In Bangladesh crossfire culture was introduced in mid 2010s when a section of politicians wanted to clean the then criminal-infested society.  They encouraged the newly constituted Rapid Action Battalion (RAB) to eliminate hardcore criminals one after another. The said section of politicians and most people heaved a sigh of relief after the killing of some dreaded criminal by RAB.  But soon after some high profile political activists indulged themselves in socioeconomic and political criminality politically subduing the law enforcers.

As the frequent occurrence of rapes and in some cases killing of the rape victims, almost have de-established the society in the recent times, a section politicians have demanded crossfire death for the rapists.

The demand was raised by some senior lawmakers of both treasury and the opposite bench in the parliament on January 14 last perhaps as a mark of indignation for criminals. Probably it was an expression of anger against the rapists, because such an unlawful demand by lawmakers standing in the parliament is unusual. They wanted to say that if one or two rapists are shot dead, recurrence of the crime would come down. The particular parliamentarians did not say that all rapists should be shot dead one by one.  Most people in Bangladesh perhaps supported the lawmakers statement delivered at the parliament on the rapists as few organisation including the Transparency International Bangladesh (TIB) protested immediately against the utterances of the lawmakers.

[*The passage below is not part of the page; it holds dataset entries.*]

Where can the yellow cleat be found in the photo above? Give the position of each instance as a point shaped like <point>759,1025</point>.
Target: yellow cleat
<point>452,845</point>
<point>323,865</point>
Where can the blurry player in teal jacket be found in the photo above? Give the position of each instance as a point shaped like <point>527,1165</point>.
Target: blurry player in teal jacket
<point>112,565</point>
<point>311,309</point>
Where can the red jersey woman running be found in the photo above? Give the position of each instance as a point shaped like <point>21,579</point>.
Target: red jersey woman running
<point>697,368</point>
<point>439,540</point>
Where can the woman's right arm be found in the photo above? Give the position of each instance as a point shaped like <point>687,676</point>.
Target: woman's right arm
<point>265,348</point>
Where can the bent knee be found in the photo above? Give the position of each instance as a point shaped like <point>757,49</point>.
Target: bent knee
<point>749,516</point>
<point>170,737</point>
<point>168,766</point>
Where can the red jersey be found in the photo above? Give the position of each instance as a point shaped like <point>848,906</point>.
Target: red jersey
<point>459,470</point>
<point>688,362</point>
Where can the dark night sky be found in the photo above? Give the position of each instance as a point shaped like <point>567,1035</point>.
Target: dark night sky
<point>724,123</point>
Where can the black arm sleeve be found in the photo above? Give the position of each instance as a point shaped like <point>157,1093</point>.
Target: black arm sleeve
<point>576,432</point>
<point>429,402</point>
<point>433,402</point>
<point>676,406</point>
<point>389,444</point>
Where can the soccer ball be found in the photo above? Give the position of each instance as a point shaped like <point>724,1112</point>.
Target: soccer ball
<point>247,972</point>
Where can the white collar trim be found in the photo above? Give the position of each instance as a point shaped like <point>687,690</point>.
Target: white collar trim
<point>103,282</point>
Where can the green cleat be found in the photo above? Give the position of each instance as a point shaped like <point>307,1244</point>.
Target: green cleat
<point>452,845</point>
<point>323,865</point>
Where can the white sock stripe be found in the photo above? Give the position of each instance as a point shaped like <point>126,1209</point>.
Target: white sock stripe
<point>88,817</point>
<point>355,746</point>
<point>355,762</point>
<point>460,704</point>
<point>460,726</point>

The ruling Awami League criticising TIB statement said TIB in recent days has started to perform like an anti-government political party in the country by poking nose in almost every issues.  If the TIB has been a real watchdog on the country's politics, culture and law and order, it would have waited a bit more to see further development on this particular issue in Bangladesh, the ruling party said. Meanwhile the ruling party has clarified that the said remarks of the lawmakers at the parliament was their personal views and no circumstances the government and the parliament do not support extrajudicial killing of anyone.

But it is true that in a country of slower justice like Bangladesh it is feared that the rapists may not get proper punishment and as a result the incidents of rape may recur time and again.

Concerned people think the statement of TIB issued on January 15, was only appropriate for a country where justice is never delayed. TIB may not find everything perfect in Bangladesh compared to any other countries of efficient judiciary and legal systems. TIB should not see Bangladesh affairs with European eyes.  But it should help Bangladesh law enforcers to upgrade their investigative and help the judiciary with means to accelerate prosecution so the backlog is cases eases fast and criminals get appropriate punishment in shortest possible time.